Nasza Loteria SR - pasek na kartach artykułów

Widzew - Lechia Tomaszów Mazowiecki 0:2. Zimny prysznic dla łodzian

bartosz kukuć
Czwartoligowi piłkarze Widzewa przegrali pierwszy mecz sparingowy w letnim okresie przygotowawczym. Po pokonaniu Żyrardowianki Żyrardów 2:1 i remisie ze Stalą Głowno 1:1 łodzianie ulegli bowiem w Żarnowie III-ligowej Lechii Tomaszów Mazowiecki 0:2. Dodajmy, że w pełni zasłużenie.

Trzecioligowcy pokazali kandydatom na widzewiaków (bo tak ich trzeba określić) miejsce w szeregu. Podopieczni trenera Witolda Obarka powinni się cieszyć, że przegrali tak nisko.

W 9 min ładnym technicznym uderzeniem popisał się Marcin Mirecki, zaskakując Michała Chachułę, a w 35 min błąd bramkarza łodzian
wykorzystał eksreprezentant Polski Paweł Magdoń, trafiając do siatki głową.
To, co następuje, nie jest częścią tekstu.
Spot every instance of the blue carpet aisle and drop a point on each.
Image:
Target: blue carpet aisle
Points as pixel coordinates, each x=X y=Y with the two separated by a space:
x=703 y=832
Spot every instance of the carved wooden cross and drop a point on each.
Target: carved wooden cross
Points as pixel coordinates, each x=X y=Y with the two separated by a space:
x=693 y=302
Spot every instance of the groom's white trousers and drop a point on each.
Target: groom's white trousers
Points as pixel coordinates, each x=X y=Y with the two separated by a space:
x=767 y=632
Widzew nawet nieźle zaczął, jednak później wyraźnie nie miał pomysłu na grę. Nieco lepiej było po przerwie, ale trzeba pamiętać, że opiekun Lechii dokonał kilkunastu zmian.

Efektownie zaprezentował się Princewill Okachi, kilka niezłych akcji pokazał zmiennik Kamil Bartos, akcji ofensywnych nie unikał Damian Gilarski. Ale to było zbyt mało. Taki Widzew nie awansuje do III ligi, co jest celem działaczy.
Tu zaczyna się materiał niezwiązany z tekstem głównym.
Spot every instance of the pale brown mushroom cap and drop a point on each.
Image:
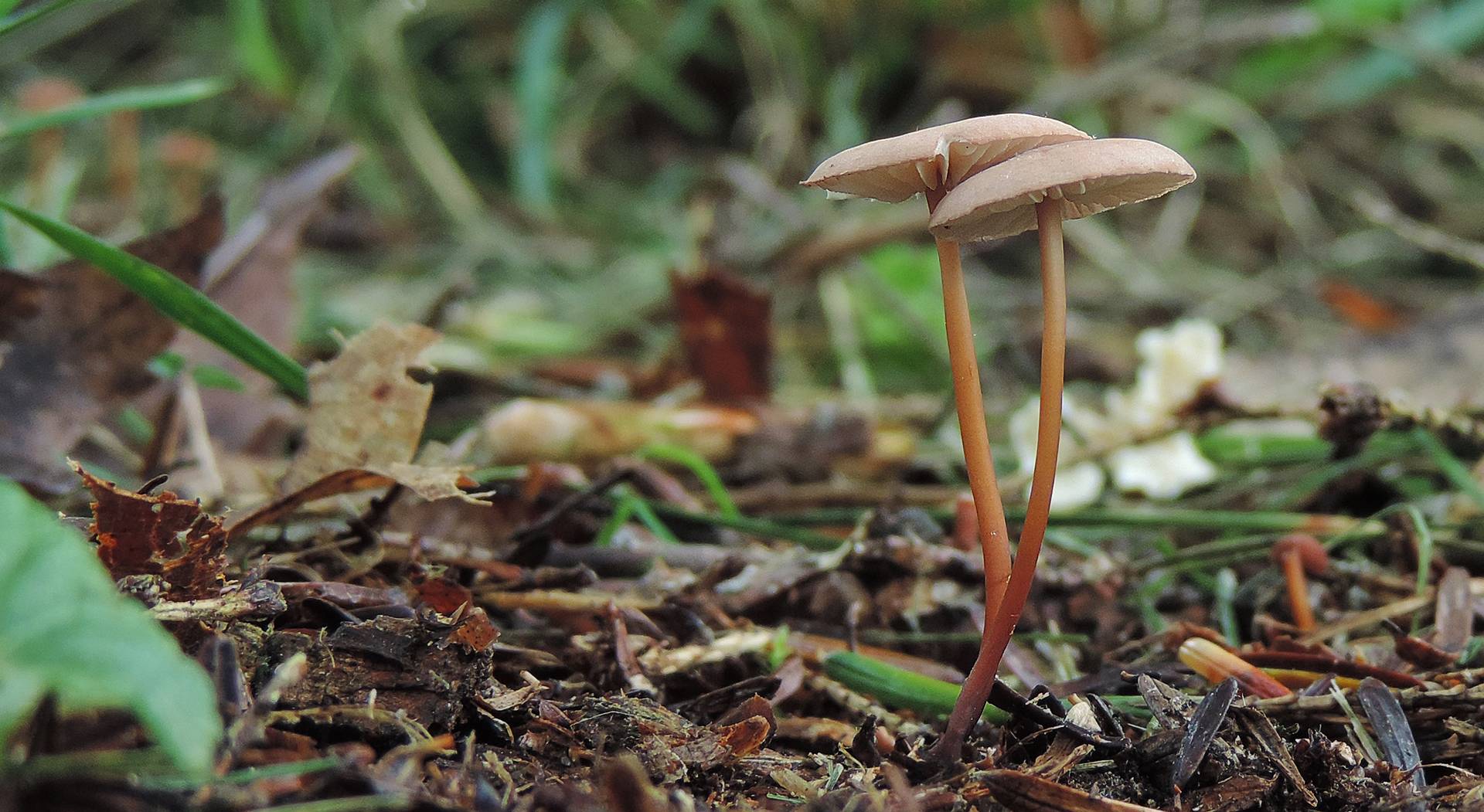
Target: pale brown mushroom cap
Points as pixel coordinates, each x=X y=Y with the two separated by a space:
x=46 y=94
x=897 y=168
x=1085 y=175
x=1309 y=551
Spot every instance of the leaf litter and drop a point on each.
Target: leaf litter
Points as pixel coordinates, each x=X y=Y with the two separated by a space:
x=584 y=623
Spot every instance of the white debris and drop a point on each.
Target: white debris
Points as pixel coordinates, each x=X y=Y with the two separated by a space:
x=1176 y=362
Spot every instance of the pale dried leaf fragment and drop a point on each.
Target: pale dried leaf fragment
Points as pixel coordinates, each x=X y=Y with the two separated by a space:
x=367 y=415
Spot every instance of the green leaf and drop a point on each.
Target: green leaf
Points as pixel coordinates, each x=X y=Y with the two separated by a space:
x=539 y=80
x=175 y=299
x=66 y=630
x=209 y=376
x=101 y=104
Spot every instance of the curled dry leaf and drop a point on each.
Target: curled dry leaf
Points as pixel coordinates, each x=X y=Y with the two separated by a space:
x=366 y=419
x=366 y=413
x=158 y=535
x=726 y=333
x=74 y=345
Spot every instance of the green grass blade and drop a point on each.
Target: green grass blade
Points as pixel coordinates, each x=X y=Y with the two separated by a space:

– Nie cierpię przegrywać, więc szkoda, że ten mecz zakończył się takim wynikiem – powiedział Obarek. – Trzeba jednak pamiętać, że Lechia to zespół, który wiosną minionego sezonu był jednym z najlepszych w III lidze. Widać, że tomaszowianie są znacznie bardziej zaawansowani w przygotowaniach do sezonu. Sam taki Mirecki radził sobie, jak chciał z naszymi czterema obrońcami. Zaprezentowaliśmy się słabo pod względem taktycznym, niektórzy zachowywali się tak, jakby widzieli się pierwszy raz. Pewnym usprawiedliwieniem dla tych chłopaków jest z pewnością to, że naprawdę ciężko teraz trenujemy. Nie zmienia to faktu, iż powinni brać przykład z Princewilla Okachiego, który długo nie trenował, a i tak pokazał, co potrafi. Taka kultura gry to w naszych realiach bajka. Jestem przekonany, że podobnie będzie z Vladimirem Bednarem, który na razie chce solidnie popracować. Pewnie w czwartek pożegnam następnych piętnastu zawodników, ale przyjadą kolejni. Jeden napastnik pokona 400 kilometrów, żebym mu się przyjrzał. Z testowanych, którzy wystąpili w trzech sparingach, będzie dobrze, jak weźmiemy jednego – dodał szkoleniowiec.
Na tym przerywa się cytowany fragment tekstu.